Luoghi comuni e effetto gregge
Aprire una discussione intorno alla democrazia della cura. Per ogni bambino o bambina che non va a scuola, per ogni malato in casa, c’è quasi sempre una donna che si sobbarca un sovraccarico di lavoro di cura.
Infittisce la trama di documenti, interventi, discussioni su come riaprire (o non riaprire) Nidi, scuole dell’infanzia e scuole in genere. Bambine e bambini sembrano essere al centro delle preoccupazioni di molte categorie di persone. In parte sono pretesto per rivendicazioni di sussidi. Richieste forse con aspetti di legittima aspettativa ma che non attengono all’infanzia e alla sua tutela. Vorremmo provare a limitarci a una riflessione su come entra (e esce) in gioco l’infanzia in questa drammatica vicenda.

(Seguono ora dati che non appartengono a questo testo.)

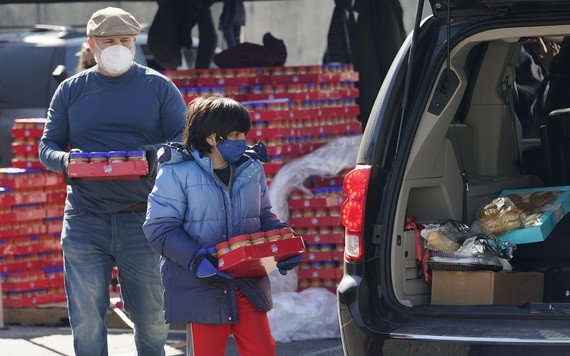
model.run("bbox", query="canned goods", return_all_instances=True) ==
[229,234,252,250]
[127,150,147,161]
[250,231,267,245]
[108,151,127,163]
[89,152,109,163]
[265,229,281,242]
[216,241,231,257]
[69,152,90,164]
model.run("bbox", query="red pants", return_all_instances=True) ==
[186,291,276,356]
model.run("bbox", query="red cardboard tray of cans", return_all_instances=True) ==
[66,150,149,180]
[216,228,306,278]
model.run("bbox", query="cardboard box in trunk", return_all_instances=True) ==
[431,270,543,305]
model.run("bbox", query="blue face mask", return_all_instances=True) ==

I cervelli dei bambini e delle bambine
Come hanno vissuto e come vivranno i bambini questa parentesi di lockdwn? Lo strappo dalle abitudini, dalle compagnie, dalle routines, l’immersione in una presenza massiccia di famigliari (che dalle statistiche storiche non vuol dire sempre affettuosa), la scomparsa (scomparsa in assoluto senza preavvisi e saluti) di parenti e conoscenti? C’è una riflessione da fare su cosa resterà nella mente di questa generazione dell’esperienza “diversa” vissuta in questi mesi. E gli educatori e chiunque si preoccupi dell’infanzia dovrà impegnarsi a studiare e a capire per mettere in atto atteggiamenti e comportamenti adeguati.
Mamme e lockdown
Secondo i dati Istat, le donne che hanno continuato a lavorare durante il lockdown sono quasi due terzi delle occupate, perché operano in settori che sono rimasti attivi anche durante la crisi. Questa situazione che rende evidente le diseguaglianze nei ruoli, ma anche la segmentazione di genere dei settori di attività, potrebbe produrre effetti particolarmente dannosi per le donne colpendole in maniera più dura.
L’effetto gregge
Osservando quello che si sta verificando in altri Paesi europei più rapidi che non l’Italia nel decidere la riapertura dei servizi, il rischio che si palesa nel concreto è che dopo aver attivato task forces, gruppi di lavoro, aver (forse) prodotto delle linee guida, la soluzione dei problemi sarà il ricorso all’effetto gregge, cioè il confidare che comunque i corpi saranno in grado di reagire autonomamente al rischio di contagio con la produzione degli anticorpi. E nel giro di qualche settimana ritorneremo alle classiche pratiche. E con molte giustificazioni: l’economia generale, il costo dei servizi, i problemi contrattuali del personale, … Tutto vero, ma …
Può esserci un ma?
“C’è invece un’idea che può fare da guida in questa crisi, quella di “democrazia della cura”: una teoria che colloca la cura nel posto centrale oggi occupato dal mercato e dall’economia. Mettere la cura al centro significa riconoscere (ma anche redistribuire) il lavoro di chi quotidianamente si “prende cura” per promuovere benessere individuale e collettivo. Richiede perciò di investire nelle linee di difesa e promozione di una vita umana piena, che includono l’educazione, i servizi per l’infanzia, il contrasto alla violenza sulle donne, ma anche le tutele occupazionali, il reddito di base, la protezione ambientale… Per questo bisogna diffidare di chi traveste da scelte drammatiche ma necessarie la fretta di tornare al “come prima”. Bisogna impegnarsi invece affinché il “dopo” posizioni la cura, insieme al peso dei corpi, al cuore della nostra idea di democrazia”.
Possiamo provare a impegnarci in questa dimensione?